«J’ai changé de camp, car le gouvernement malien a beaucoup de difficultés à faire assurer la défense du territoire par l’armée» a dit, d’entrée de jeu, Gamou à notre confrère Nicolas Champeaux. Puis, quand on lui a demandé s’il ne faisait pas confiance à la junte, il a répondu: «non, ce n’est pas une question de confiance… Si le Mali n’arrive pas à se battre sur le terrain, c’est difficile. J’y suis depuis un bon moment et je ne suis pas appuyé quand je le désire. Si le Mali n’a pas les moyens d’assurer son unité nationale, cela est d’autant plus difficile pour moi. Actuellement, même Gao est aux mains de l’ennemi».

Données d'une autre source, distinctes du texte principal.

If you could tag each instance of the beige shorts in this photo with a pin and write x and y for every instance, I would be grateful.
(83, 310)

En réalité, avant de prendre cette décision, «le Colonel Alhaji Gamou a passé plusieurs nuits d’insomnie», selon ses proches. Et pour cause. Depuis la première défaite cuisante enregistrée face aux assaillants à Kidal et l’attaque du camp d’Amashah, à Tessalit, début février, les rebelles, notamment les éléments d’Ansar Dine d’Iyad Ag Aghaly avaient juré de lui faire la peau. Cette menace était donc permanente et la prise de la capitale de l’Adrar des Ifoghas n’a fait que resserrer l’étau sur lui.
Il n’avait plus que deux solutions : soit fuir vers le Niger, en enlevant sa tenue, avec le risque de rencontrer les éléments d’Aqmi qui ont investi Ansongo entre temps (ce que Gamou a juré ne jamais faire), soit faire un deal avec les éléments du MNLA qui lui sont le plus proches (C’est un Imghad de la région de Gao et le MNLA projetait déjà d’assiéger la Cité des Askias). C’est pour la deuxième solution que le Colonel a opté. «Je suis aujourd’hui aussi bien abattu physiquement que moralement. Depuis que j’ai intégré l’armée malienne, j’ai juré de ne jamais la trahir. Mais, aujourd’hui, je sens que je suis à bout. Je me suis battu comme je pouvais, avec les moyens que j’avais. Contre des hommes puissamment armés et un Etat qui ne peut pas m’épauler dans ma lutte, je ne peux que trouver une solution qui puisse nous sauver, moi et mes camarades» nous a confié le Colonel, dimanche, la gorge très serrée.
Il faut rendre à César ce qui appartient à César. Sans vouloir minimiser les efforts d’autres éléments des forces armées et de sécurité qui ont combattu aux côtés du Colonel Alhaji Ag Gamou, il faut reconnaître que ce vaillant soldat a prouvé à la nation malienne qu’il voulait la servir. Déjà, dès le 17 janvier, date de l’attaque de Ménaka, le bouillant Colonel s’était porté volontaire pour aller secourir ses frères d’armes. Mais le commandement militaire lui avait demandé de rester à Kidal et de sécuriser la zone. Une zone qui sera, une première fois, attaquée vers la mi-février. Les rebelles seront repoussés par le Colonel et ses hommes. C’est encore lui qui a rompu le fameux «repli tactique» d’ATT pour aller en découdre avec les rebelles qui avait pris en otage la localité d’Adiel Hoc. Sans renfort conséquent, il a finalement battu en retraite.
A Tessalit, vers la mi-février, le Colonel Gamou, ses camarades Ould Meydou et Didier Dackouo, ont affronté avec les moyens qu’ils avaient le trio MNLA – AQMI -Boko Haram. Le Colonel Gamou a été de toutes les campagnes au Nord Mali pour éradiquer la zone de tous les maux qu’elle a toujours connus. Sa désertion n’honore certes pas l’armée malienne, mais il faut comprendre que le Colonel ait voulu, comme d’autres de nos soldats, sauver sa tête. A la seule différence de plusieurs d’entre eux, qui ont pris leurs jambes à leur cou avant même d’avoir vu l’ennemi. Il est, lui, tombé les armes presqu’à la main.